Po iranskiej stronie przeprawa to 10 minut i biegiem do pakistanskiego punktu odpraw.
Zaskoczenie od samego poczatku - siedza niby wartownicy na kucaka w blocie, budynki graniczne wygladaja jak baraki czy garaze osiedlowe. Robia nam zdjecia - kamerka internetowa, wywiad na temat stanu cywilnego. Przyjmuje nas bardzo uprzejmy pan w swoim prywatnym pokoiku i proponuje herbatke - uzywajac do tego kozackiego dzwonka w scianie. Zjawia sie podwladny i popijamy cieply plyn. Przybiega po nas kierowca autobusu ktory wlasnie odjezdza, idziemy zaladowac tam plecaki (kolorowy ogorek zgodnie z oczekiwaniami)) a on w tym momencie odjezdza.

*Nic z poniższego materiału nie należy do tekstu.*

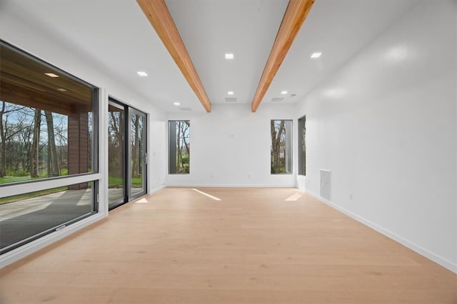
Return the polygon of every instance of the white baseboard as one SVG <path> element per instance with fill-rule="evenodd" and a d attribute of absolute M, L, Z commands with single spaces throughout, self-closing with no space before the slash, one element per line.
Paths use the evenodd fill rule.
<path fill-rule="evenodd" d="M 7 253 L 1 255 L 1 258 L 0 259 L 0 268 L 14 263 L 21 258 L 25 258 L 26 256 L 104 218 L 105 215 L 104 214 L 96 214 L 87 219 L 84 219 L 72 224 L 71 225 L 69 225 L 61 230 L 54 231 L 30 243 L 27 243 L 21 247 L 13 249 L 11 251 L 8 251 Z"/>
<path fill-rule="evenodd" d="M 310 195 L 314 196 L 316 199 L 318 199 L 319 201 L 322 201 L 323 203 L 330 206 L 332 208 L 336 209 L 336 210 L 343 213 L 344 214 L 347 215 L 348 216 L 351 217 L 352 219 L 355 219 L 356 221 L 366 225 L 368 226 L 368 227 L 376 230 L 376 231 L 379 232 L 380 234 L 382 234 L 383 235 L 385 235 L 386 236 L 393 239 L 393 241 L 396 241 L 398 243 L 400 243 L 401 245 L 408 247 L 408 248 L 411 249 L 413 251 L 417 252 L 418 253 L 419 253 L 421 256 L 425 256 L 426 258 L 433 261 L 433 262 L 442 266 L 443 267 L 450 270 L 451 271 L 457 273 L 457 264 L 451 262 L 451 261 L 448 261 L 446 258 L 443 258 L 439 256 L 438 256 L 436 253 L 433 253 L 433 252 L 422 248 L 421 246 L 414 243 L 413 242 L 411 242 L 410 241 L 408 241 L 406 239 L 403 239 L 403 237 L 394 234 L 392 231 L 390 231 L 366 219 L 363 219 L 361 216 L 358 216 L 357 214 L 344 209 L 342 208 L 333 203 L 332 203 L 330 201 L 328 201 L 326 199 L 323 199 L 323 197 L 321 197 L 320 196 L 313 194 L 313 192 L 310 192 L 310 191 L 306 191 L 306 193 L 309 194 Z"/>
<path fill-rule="evenodd" d="M 273 184 L 167 184 L 167 187 L 184 188 L 295 188 L 296 185 Z"/>

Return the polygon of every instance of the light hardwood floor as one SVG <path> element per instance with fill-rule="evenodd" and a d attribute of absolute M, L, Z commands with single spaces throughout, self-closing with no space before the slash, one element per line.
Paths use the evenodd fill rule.
<path fill-rule="evenodd" d="M 455 273 L 296 189 L 199 190 L 221 200 L 166 188 L 1 269 L 0 303 L 457 303 Z"/>

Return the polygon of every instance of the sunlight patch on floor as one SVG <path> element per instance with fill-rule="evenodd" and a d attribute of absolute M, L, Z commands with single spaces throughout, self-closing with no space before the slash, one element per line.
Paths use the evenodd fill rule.
<path fill-rule="evenodd" d="M 200 193 L 200 194 L 203 194 L 203 195 L 206 195 L 206 196 L 208 196 L 208 197 L 209 197 L 209 198 L 211 198 L 211 199 L 214 199 L 215 201 L 221 201 L 221 200 L 222 200 L 222 199 L 218 199 L 218 198 L 217 198 L 217 197 L 216 197 L 216 196 L 213 196 L 212 195 L 210 195 L 210 194 L 207 194 L 207 193 L 205 193 L 205 192 L 201 192 L 201 191 L 200 191 L 200 190 L 197 190 L 196 189 L 192 189 L 192 190 L 196 191 L 196 192 L 199 192 L 199 193 Z"/>
<path fill-rule="evenodd" d="M 301 194 L 300 194 L 299 193 L 296 193 L 295 194 L 292 194 L 287 199 L 284 199 L 284 201 L 295 201 L 301 197 Z"/>
<path fill-rule="evenodd" d="M 149 201 L 146 199 L 139 199 L 138 201 L 135 201 L 135 204 L 148 204 L 148 203 Z"/>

Udaje sie go powstrzymac okrzykami pasport!! - w trakcie procedur odprawy sa jeszcze trzymane przez pogranicznika.
Zdazamy skorzystac z kibelka i dopic spokojnie herbate (kibel na skansenie to standard szeratona), mimo trabiacego nieustannie autobusu.
Pakujemy sie wreszcie do srodka - na sam koniec pojazdu - jak sie pozniej okazuje jeszcze 4 ostatnie rzedy siedzen zawalone byly pudlami siatami i pakunkami kazdego rodzaju.
Z ladunkiem na dachu z 5m wysokosci.
Jechalismy noca drzemiac z kolanami pod broda, widoki raczej niezbyt urozmaicone.
I jeszcze jedno - pierwszy przystanek - wszechobecny brud, brodzenie w blocie, szwedajace sie kozy, klatki ze zwierzyna, przywiazany do jakiejs budy za noge wielblad.
Po prostu super sprawa. powaznie.
Czas plus 1,5 godziny - w sumie 4 do Polszy.